Rating:  Summary: awesome Review: this book kept me reading every chance I got. I finished it in two days; I couldn't put it down. The use of language and description was fascinating. I would definitely recommend it. It was awesome!
Rating:  Summary: Stop hesitating. Worth your time. Review: It took a year for me to buy this book, and I wish someone had told me to spend the time and money earlier. Chevalier maintains a voice throughout Girl with a Pearl Earring that builds a character, a time, and a life that is both that of a young poor maid in 17th century Holland and of her broader culture. It takes you into a world full of tensions as timeless as men and women, rich and poor, upstairs and downstairs, but without the violence, language and graphic sex expected in today's world. And all are driven by the unerring voice of Griet.
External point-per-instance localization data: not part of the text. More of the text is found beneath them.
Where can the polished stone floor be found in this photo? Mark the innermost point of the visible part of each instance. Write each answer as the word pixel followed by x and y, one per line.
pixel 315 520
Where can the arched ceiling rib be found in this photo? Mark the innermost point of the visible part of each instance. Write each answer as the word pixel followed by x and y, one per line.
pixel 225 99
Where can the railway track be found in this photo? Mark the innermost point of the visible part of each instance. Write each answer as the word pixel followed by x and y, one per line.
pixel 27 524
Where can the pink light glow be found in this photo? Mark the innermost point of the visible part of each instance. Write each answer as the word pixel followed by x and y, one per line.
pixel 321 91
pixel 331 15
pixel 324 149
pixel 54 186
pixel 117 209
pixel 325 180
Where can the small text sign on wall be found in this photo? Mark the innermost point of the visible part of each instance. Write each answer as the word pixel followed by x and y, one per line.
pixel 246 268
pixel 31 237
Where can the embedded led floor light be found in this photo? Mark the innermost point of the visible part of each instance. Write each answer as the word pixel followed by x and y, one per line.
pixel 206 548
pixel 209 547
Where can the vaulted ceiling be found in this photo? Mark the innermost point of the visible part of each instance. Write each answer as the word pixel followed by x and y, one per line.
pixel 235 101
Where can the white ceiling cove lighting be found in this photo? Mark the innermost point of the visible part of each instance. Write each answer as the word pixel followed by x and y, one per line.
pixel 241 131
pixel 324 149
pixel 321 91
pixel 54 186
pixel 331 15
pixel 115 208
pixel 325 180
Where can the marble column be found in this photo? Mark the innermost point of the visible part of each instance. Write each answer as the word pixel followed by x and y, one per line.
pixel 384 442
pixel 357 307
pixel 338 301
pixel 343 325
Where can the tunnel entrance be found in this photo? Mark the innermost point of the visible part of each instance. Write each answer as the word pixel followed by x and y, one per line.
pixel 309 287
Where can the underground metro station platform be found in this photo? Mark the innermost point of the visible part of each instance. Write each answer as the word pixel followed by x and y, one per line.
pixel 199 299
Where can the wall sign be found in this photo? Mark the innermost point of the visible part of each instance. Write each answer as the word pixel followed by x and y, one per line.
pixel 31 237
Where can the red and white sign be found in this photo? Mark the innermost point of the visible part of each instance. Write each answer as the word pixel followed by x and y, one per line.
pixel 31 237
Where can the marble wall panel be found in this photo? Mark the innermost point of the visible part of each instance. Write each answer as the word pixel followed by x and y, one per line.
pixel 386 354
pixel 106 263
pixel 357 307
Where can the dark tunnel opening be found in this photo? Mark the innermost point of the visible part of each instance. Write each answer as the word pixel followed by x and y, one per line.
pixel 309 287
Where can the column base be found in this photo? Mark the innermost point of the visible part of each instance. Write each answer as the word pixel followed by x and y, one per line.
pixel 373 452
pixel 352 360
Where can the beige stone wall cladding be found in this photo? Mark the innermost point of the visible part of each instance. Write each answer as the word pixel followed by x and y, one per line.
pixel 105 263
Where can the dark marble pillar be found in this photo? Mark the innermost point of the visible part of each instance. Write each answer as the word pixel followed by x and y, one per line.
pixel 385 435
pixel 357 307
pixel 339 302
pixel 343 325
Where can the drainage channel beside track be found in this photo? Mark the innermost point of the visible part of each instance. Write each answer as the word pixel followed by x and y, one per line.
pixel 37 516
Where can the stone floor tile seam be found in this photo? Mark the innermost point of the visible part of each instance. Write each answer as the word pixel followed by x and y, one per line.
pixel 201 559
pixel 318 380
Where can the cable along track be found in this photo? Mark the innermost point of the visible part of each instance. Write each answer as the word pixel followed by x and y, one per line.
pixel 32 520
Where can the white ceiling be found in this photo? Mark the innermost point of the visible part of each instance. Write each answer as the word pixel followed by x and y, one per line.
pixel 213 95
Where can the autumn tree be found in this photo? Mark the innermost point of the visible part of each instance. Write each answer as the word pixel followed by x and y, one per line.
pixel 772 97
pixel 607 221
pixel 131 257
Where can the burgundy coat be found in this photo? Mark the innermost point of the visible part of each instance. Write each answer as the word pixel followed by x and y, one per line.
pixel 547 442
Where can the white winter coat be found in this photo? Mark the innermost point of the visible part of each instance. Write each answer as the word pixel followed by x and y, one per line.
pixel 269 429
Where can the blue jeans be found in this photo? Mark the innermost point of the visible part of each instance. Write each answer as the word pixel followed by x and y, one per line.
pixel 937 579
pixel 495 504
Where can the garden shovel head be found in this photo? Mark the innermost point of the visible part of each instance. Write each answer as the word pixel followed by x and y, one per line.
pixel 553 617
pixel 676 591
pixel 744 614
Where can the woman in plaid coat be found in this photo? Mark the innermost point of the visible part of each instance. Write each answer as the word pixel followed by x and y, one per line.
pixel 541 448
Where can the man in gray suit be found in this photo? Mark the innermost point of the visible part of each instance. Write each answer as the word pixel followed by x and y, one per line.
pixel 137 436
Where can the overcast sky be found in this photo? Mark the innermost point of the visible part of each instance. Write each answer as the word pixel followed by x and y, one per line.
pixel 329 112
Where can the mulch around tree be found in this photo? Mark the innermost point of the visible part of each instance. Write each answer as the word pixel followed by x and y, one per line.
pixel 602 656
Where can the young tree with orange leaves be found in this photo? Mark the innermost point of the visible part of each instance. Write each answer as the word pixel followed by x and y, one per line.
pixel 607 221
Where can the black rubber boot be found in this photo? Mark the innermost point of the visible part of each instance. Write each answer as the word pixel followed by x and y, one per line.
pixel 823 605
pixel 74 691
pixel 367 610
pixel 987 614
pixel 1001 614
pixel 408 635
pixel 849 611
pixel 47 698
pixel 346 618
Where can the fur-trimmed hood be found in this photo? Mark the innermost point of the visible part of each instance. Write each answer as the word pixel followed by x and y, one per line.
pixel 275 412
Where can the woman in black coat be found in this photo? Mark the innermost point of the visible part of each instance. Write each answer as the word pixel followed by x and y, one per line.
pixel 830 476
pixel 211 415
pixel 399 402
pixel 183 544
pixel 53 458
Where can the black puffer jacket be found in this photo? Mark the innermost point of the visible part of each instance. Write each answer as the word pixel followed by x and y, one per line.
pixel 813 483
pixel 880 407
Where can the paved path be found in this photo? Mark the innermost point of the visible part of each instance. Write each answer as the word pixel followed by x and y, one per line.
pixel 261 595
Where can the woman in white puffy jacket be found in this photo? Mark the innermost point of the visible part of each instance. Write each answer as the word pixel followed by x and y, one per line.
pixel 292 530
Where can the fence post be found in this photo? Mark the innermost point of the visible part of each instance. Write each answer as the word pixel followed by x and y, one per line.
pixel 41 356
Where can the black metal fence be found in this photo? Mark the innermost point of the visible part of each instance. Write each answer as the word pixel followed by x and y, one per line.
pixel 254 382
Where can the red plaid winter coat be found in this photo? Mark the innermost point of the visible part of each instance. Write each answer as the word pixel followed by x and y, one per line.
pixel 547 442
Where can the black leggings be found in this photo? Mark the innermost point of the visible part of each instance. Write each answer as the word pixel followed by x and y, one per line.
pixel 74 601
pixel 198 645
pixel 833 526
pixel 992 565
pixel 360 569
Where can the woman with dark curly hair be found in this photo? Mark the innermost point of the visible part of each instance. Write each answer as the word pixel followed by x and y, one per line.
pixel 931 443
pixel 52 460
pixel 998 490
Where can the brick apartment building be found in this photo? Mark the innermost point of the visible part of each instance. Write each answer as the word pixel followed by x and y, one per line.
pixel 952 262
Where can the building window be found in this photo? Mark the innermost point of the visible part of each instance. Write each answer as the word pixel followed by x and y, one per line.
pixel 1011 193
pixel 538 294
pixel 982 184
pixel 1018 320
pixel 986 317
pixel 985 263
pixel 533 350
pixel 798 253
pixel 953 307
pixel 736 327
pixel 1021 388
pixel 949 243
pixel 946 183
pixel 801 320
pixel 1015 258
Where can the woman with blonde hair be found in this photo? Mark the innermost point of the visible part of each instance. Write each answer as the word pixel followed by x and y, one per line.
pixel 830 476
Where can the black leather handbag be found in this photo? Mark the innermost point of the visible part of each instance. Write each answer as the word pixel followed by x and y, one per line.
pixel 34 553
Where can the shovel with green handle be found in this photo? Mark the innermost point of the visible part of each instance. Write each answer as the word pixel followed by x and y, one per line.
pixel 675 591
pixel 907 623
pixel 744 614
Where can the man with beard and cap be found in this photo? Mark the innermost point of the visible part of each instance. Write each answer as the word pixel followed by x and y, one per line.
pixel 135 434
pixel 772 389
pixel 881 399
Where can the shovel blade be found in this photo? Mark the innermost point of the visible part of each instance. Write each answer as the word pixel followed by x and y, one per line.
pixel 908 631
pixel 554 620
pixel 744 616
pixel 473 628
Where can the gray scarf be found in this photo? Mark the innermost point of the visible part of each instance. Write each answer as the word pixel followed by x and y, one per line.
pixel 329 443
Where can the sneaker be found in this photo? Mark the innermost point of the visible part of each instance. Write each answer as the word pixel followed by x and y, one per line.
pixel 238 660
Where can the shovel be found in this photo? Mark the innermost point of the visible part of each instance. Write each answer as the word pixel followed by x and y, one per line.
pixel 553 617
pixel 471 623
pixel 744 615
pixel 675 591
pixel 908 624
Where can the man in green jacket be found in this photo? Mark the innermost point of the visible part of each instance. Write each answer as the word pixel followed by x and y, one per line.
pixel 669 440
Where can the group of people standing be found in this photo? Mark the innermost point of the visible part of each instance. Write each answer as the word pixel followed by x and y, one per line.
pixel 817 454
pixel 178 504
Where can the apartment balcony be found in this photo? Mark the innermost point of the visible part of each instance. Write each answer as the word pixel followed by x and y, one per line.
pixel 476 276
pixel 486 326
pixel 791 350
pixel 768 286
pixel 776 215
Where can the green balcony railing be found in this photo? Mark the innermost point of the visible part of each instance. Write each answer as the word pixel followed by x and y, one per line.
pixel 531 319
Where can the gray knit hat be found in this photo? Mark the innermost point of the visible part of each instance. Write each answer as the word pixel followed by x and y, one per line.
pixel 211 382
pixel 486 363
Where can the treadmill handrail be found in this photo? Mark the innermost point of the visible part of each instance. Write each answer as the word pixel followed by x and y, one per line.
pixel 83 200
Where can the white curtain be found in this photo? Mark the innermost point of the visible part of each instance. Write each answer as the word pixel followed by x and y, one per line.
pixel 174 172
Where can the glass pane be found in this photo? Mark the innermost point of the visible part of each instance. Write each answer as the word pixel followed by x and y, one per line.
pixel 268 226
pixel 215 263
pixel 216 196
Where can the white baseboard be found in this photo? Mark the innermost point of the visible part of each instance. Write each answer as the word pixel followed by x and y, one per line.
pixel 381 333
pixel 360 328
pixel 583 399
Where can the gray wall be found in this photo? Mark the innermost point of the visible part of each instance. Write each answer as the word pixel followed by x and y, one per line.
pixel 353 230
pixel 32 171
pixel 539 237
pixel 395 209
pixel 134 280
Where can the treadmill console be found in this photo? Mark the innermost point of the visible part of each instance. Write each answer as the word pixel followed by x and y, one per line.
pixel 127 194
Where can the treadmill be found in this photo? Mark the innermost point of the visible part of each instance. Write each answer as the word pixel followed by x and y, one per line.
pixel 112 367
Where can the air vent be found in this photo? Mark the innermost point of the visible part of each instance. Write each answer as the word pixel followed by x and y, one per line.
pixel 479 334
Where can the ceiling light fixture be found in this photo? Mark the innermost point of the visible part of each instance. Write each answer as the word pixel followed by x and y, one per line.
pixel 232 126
Rating:  Summary: Engrossing, Enjoyable Historical Fiction Review: One of my dearest friends gave me this book to read with the assurance that I'd enjoy it and that it was "an easy read." I did and it was. I was quickly pulled into a historical period of which I know next to nothing -- 17th century Holland. Chevalier's descriptions are richly detailed, her characters seem real and engaging. The book pulled me in and kept me there. Story-wise the ending was somewhat unsatisfying but quite realistic.